Number one is to get up and move frequently. If you have a sedentary sitting job, at least every 15-30 minutes, you should get up and walk around, even if it’s for a minute. That’ll get blood circulating, and it will get your neck in a different position. It’s not only good for your neck, but also the rest of your body. Studies show that sitting for long periods is dangerous to your heart and that it leads to a shortened life span.
Number two, get a chair that reclines with a very good lumbar support, and lean back as much as practical while you’re working. That will take the pressure off of the neck muscles so that they aren’t strained. You can tell if you are leaning back adequately by doing the following: First, if you were to fall asleep in that position, your neck should fall backward. Alternatively, if you put your hand at the back of your neck, as you lean forward, you’ll find that the neck muscles contract and stiffen up. As you lean backward they will relax and get soft.
Number three, see if you can work standing up, as much as possible.
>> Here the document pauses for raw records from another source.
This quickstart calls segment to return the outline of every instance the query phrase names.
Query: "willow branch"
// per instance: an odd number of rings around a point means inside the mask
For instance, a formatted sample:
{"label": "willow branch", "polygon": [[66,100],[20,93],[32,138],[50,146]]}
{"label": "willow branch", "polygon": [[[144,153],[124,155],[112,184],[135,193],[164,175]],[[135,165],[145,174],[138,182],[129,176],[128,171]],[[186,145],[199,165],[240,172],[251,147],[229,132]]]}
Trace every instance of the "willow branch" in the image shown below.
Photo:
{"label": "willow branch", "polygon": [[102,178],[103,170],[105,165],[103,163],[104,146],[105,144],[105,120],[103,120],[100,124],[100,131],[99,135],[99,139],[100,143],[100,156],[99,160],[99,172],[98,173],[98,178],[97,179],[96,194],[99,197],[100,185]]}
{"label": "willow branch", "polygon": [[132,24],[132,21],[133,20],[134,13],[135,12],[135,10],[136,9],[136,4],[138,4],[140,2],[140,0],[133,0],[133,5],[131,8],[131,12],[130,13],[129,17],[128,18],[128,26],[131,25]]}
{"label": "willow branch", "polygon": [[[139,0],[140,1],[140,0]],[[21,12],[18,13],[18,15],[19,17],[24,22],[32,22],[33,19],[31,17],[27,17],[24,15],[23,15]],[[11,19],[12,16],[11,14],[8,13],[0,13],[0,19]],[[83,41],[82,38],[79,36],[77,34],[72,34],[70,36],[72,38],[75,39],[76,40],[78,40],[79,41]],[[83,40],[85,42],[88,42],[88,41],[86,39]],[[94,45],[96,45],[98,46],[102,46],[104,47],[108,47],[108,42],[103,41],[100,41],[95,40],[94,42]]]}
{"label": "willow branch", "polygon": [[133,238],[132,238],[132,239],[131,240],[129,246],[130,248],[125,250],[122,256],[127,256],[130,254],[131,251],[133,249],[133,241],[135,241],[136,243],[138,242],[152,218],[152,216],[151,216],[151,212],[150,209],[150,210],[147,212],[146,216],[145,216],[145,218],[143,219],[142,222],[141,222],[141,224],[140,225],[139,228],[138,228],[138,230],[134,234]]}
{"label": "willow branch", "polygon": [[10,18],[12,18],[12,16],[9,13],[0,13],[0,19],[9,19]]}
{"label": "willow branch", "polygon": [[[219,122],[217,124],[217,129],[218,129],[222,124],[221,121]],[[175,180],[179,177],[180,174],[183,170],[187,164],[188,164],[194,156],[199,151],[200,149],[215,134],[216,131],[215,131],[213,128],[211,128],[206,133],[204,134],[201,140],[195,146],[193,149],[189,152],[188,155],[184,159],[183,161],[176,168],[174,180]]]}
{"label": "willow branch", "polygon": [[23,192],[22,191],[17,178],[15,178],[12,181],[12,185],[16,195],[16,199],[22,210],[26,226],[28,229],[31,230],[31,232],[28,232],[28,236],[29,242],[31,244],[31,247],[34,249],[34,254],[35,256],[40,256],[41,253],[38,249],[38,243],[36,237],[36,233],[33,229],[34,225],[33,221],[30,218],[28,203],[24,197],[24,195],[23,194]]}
When should one see a doctor?
If you have a tech neck, the last person you should see is a surgeon. They’re not going to be able to help because the solution isn’t an operation. It would be better to see a physical medicine and rehabilitation (PM&R, also known as a physiatrist) doctor. They are doctors who take care of bone and joint problems in a non-operative manner. We have several of the top PM&R doctors in the world at NewYork-Presbyterian’s Daniel and Jane Och Spine Hospital. If their non-operative measures don’t work or if you have ongoing problems such as constant numbness or weakness in the arms, then it’s time to consider surgery and see a surgeon.
How can one prevent tech neck?
If you have neck pain that really bothers you, I recommend doing some form of aerobic exercise on a regular basis. That could be using ellipticals, recumbent stationary bicycles, jogging, swimming, or walking at a brisk pace. Choose an aerobic activity that doesn’t cause you neck pain while you are doing it or the next day. If you do it for a sustained period, about 20 to 30 minutes three or four times a week, getting your heart rate and respiratory rate up and working up a good sweat, that will keep your neck and back much healthier. It will also help ease the tension in the back of the neck.
How does exercise help?
When you do aerobic exercise, it sends oxygenated blood to those tired muscles and washes away the chemicals that cause inflammation and pain. If I have a long day where I have to work on a computer for long hours, I’ll go home and exercise for 45 minutes and I feel much better.